I ask, “Made out of what?”

“Baseball cards,” says Osborne. “Will you throw them? Please!”

“Okay,” I say.

I pull out a wooden box from beneath the bench, where I have a first aid kit which is standard issue to all team managers in Thunderbird Little League.

“You know you’re up soon,” I say to Osborne.

“So hurry,” he says. “Kether’s gonna throw the cards!”

Most of the boys gather around my end of the bench to watch.
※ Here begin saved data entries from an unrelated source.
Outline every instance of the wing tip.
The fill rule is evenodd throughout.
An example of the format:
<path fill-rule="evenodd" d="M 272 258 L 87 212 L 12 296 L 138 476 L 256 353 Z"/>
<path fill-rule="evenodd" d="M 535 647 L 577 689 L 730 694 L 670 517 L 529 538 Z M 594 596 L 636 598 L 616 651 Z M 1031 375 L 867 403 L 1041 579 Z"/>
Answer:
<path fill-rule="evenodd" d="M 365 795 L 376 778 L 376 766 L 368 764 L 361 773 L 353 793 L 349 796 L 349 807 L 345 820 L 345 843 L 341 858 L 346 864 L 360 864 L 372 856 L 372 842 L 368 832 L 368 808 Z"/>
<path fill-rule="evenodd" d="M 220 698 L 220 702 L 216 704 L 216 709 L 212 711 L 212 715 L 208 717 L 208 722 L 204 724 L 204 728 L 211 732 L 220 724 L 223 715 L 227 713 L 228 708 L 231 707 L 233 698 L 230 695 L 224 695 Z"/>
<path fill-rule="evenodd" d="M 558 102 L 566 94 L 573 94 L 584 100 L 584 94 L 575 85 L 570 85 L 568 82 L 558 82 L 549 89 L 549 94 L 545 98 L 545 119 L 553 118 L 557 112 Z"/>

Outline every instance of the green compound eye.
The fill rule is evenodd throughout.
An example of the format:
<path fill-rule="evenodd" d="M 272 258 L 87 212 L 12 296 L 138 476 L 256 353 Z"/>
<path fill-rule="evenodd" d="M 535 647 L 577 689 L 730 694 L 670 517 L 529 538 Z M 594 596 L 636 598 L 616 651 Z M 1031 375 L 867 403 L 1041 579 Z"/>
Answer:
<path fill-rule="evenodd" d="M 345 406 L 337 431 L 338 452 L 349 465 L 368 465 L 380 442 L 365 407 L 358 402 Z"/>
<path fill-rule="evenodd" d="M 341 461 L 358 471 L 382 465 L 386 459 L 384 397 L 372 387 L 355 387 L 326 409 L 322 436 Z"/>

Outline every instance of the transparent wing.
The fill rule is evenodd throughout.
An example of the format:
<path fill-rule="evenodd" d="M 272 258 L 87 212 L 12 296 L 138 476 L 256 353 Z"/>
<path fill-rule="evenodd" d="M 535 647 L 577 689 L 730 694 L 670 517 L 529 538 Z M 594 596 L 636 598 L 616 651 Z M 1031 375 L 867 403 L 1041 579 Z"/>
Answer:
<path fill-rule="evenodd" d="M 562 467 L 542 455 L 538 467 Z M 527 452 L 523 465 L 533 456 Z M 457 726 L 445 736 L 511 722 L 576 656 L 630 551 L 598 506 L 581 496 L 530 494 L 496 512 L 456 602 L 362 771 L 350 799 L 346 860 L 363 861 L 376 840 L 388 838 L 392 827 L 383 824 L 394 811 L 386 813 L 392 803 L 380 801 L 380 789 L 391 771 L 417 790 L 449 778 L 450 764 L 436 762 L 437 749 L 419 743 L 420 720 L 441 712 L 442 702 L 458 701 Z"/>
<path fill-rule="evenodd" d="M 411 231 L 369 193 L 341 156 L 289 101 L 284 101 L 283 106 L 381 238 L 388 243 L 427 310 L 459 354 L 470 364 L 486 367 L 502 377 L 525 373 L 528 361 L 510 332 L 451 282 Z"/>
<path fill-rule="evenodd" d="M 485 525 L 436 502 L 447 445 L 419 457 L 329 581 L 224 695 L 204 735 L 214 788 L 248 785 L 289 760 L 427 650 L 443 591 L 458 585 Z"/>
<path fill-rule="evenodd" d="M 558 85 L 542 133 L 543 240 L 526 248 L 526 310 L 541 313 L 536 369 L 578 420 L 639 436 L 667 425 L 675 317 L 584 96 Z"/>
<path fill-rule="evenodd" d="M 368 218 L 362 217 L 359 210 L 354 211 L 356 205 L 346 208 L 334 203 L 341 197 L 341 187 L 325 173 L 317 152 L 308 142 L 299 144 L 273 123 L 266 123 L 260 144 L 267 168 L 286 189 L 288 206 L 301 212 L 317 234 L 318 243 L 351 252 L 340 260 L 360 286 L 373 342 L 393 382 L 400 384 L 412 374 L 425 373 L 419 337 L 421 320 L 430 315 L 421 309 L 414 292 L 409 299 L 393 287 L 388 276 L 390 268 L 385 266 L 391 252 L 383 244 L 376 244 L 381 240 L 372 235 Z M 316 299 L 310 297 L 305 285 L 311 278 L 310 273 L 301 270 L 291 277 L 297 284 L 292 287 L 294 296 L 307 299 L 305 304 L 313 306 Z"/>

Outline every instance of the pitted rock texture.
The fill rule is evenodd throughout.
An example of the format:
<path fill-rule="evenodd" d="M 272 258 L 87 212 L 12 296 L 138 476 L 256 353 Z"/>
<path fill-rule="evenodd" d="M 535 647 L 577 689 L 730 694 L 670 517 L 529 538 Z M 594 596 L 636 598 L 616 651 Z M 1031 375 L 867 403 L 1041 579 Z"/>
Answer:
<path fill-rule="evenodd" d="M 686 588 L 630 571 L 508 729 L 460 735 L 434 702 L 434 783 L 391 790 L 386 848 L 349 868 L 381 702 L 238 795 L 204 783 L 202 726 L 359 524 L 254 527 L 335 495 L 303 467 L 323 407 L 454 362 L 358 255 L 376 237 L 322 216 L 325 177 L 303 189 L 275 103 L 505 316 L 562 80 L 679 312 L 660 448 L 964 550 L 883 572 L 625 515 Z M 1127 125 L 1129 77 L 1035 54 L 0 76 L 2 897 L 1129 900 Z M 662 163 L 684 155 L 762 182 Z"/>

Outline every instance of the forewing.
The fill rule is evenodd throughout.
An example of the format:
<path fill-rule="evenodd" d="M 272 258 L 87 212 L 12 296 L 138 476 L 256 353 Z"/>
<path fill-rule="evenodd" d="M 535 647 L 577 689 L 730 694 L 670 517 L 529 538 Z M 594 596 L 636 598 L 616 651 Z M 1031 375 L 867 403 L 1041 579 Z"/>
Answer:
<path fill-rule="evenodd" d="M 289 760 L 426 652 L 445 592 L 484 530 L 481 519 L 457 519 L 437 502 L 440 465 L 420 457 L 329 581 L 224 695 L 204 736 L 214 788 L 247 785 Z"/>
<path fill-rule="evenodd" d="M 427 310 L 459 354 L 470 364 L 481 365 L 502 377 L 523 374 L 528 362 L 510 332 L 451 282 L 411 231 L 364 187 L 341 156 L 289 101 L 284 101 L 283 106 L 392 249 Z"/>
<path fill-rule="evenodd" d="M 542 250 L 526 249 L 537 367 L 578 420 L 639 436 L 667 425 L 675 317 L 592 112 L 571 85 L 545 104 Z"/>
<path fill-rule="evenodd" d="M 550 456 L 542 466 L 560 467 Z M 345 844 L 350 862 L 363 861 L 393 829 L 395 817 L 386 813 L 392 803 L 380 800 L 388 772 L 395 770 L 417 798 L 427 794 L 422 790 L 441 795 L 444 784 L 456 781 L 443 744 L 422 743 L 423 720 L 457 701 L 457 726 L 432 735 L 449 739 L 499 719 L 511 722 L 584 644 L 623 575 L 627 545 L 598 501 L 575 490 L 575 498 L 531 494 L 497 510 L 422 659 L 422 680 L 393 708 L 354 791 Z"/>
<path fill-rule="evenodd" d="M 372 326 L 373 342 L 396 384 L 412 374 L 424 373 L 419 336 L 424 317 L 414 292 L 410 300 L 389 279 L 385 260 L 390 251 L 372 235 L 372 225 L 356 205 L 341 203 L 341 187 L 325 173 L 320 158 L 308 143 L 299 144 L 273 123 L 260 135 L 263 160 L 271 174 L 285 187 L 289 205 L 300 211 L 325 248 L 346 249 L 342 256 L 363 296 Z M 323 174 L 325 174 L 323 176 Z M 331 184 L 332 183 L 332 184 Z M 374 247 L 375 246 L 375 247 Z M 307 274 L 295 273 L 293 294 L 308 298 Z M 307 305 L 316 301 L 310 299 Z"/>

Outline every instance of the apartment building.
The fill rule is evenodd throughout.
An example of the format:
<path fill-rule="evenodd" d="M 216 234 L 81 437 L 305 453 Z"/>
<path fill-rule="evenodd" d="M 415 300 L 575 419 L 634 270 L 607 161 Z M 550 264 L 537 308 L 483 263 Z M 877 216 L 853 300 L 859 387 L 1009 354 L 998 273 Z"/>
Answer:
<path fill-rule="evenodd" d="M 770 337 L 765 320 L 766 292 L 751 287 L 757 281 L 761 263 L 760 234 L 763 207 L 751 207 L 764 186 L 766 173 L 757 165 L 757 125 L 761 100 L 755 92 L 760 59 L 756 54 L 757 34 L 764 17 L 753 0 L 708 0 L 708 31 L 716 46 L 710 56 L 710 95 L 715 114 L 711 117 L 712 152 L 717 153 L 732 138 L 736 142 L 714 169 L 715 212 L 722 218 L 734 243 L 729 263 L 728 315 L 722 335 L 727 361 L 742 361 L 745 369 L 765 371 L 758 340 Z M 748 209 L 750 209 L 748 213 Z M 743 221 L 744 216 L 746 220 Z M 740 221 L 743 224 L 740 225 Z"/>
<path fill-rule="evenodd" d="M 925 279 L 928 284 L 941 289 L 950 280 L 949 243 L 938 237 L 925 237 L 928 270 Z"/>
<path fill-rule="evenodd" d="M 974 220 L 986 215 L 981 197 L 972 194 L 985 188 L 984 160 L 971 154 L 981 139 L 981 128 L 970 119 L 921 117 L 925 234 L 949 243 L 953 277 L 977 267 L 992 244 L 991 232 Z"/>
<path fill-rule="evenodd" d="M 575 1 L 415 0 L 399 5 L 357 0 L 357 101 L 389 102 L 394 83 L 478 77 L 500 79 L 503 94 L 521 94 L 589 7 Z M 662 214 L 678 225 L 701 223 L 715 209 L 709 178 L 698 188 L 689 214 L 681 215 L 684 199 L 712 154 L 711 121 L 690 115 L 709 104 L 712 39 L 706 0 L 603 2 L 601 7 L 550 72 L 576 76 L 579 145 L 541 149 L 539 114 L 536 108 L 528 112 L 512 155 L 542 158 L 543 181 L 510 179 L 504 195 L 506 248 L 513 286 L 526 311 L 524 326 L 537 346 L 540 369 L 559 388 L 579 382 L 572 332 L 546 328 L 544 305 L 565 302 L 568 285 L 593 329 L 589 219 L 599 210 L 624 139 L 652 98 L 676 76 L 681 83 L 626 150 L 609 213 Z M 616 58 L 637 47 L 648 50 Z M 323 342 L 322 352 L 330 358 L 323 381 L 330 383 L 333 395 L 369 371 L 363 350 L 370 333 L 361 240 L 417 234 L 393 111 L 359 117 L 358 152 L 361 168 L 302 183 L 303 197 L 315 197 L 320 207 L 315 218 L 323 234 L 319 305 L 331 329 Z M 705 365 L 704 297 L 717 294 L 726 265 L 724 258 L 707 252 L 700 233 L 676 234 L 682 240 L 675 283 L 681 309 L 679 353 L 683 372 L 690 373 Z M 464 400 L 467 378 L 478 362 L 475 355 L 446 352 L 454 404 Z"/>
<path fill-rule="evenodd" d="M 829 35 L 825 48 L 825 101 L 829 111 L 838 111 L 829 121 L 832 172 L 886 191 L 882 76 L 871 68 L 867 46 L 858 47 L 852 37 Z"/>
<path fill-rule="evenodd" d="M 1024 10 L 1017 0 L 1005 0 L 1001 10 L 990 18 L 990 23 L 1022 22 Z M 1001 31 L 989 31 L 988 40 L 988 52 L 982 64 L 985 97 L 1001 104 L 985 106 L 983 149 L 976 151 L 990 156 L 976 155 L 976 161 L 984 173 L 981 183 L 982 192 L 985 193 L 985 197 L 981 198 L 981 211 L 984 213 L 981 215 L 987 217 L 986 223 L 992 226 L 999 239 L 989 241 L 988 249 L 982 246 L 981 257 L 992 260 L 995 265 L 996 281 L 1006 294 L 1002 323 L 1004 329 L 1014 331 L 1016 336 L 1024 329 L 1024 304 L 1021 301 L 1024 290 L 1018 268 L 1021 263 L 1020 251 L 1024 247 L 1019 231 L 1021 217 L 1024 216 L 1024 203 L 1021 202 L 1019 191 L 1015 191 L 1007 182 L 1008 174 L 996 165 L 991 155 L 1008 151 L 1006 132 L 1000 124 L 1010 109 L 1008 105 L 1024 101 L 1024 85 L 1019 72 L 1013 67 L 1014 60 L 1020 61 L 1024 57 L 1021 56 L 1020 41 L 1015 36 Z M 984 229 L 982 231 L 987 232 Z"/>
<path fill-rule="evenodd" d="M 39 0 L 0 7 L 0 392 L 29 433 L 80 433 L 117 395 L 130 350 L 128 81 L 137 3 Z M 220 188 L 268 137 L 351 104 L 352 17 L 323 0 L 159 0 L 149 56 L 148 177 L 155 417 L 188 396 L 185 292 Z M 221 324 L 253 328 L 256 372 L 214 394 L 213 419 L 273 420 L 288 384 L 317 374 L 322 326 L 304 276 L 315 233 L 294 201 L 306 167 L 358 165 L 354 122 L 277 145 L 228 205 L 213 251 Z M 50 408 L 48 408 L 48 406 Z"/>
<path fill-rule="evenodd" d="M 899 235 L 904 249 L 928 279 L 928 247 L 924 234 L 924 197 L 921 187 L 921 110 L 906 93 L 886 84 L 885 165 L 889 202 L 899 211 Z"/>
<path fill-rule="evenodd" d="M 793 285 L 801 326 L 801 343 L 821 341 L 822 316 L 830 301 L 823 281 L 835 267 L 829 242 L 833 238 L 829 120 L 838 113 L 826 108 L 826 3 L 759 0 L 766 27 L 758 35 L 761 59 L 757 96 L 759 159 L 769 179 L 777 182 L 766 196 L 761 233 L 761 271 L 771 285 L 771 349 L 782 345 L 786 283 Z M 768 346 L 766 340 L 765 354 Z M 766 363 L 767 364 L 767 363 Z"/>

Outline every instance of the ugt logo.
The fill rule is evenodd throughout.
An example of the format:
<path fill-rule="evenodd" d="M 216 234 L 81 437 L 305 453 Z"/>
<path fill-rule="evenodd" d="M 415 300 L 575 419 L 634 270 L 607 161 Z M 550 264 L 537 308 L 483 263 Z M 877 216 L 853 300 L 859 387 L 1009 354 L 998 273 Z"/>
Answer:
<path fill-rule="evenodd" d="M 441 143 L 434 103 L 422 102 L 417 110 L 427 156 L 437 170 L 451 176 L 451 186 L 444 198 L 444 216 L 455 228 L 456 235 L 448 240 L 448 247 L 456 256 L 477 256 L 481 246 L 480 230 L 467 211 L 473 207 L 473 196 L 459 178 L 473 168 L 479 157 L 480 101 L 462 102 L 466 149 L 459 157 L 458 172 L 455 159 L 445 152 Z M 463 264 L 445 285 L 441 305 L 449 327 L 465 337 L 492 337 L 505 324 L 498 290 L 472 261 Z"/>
“Make enough room for everyone,” I say.

Then I unwrap the purple silk from around my collection of old baseball cards. I have drawn on some of the cards and pasted photographs over parts of others to create a fairly accurate 76-card deck that reflects the subtle truths of both baseball and Western esoteric traditions. The deck has four suits of minor arcana and a major arcana suit. I have grouped the great hitters into the suit of wands, since baseball bats are a type of wand. Great pitchers are in the suit of pentacles, since pentacles are round like baseballs and represent the element earth, like the pitcher’s mound. Speed means air, the suit of swords, and therefore the great base-stealers and runners such as Lou Brock are of that suit. And a baseball glove is a kind of cup, really, so the famous gloves of the game like Willie Mays are in the suit of cups. The major arcana starts with Yogi Berra as The Fool and ends with the 1969 Miracle Mets as The World. Joe DiMaggio and Marilyn are, of course, the Lovers.

“C’mon, Kether,” says Osborne.

I shuffle the cards three times, then cut them three times into three piles. I reshuffle them, then pull the top card.

“Aren’t you going to do the Celtic Cross?” comes a voice from the gathering of boys.

“Not enough time,” I say.

I turn the card over and it is Hank Aaron, King of Wands.

“Looks like you’re going to hit a long ball,” I say.

Osborne asks, “Think it’ll be a home run?”

“Might be,” I say. “Let’s see what comes after.”

I pull a second card. It is Justice, from a real Rider-Waite tarot deck I once owned. I have since drawn over the figure to make it look like an umpire. As I place my hand on the card, the psychometric sense I feel is sinister.

“If you hit a long one,” I say, “hold at third base, unless you hit the ball over the fence.”

“I’m gonna hit a long one,” says Osborne. His hormones haven’t kicked in yet, and he has a pure fascination about life very much like The Fool.

“Strike!,” calls the umpire.

Osborne’s best friend, Todd Alan, has just struck out. Osborne goes on deck, while the next batter comes to the plate.

Now, usually, you would not find a witch coaching a Little League baseball team, especially an unmarried witch with no kids. But I have wanted to try out this deck for years, in a real baseball setting. To get here I simply burned a yellow candle, with some High John The Conqueror oil on it. A few days later, I heard from a friend that Thunderbird Little League needed a coach. Here I am. I keep my pentagram tucked beneath my jersey, and the only thing that shows is that I don’t care if we win or lose. If people found out they’d call me a warlock, not knowing that name actually refers to those who turned in witches during the Burning Times. It has nothing to do with being a male witch. The rest is all a fantasy of Disney.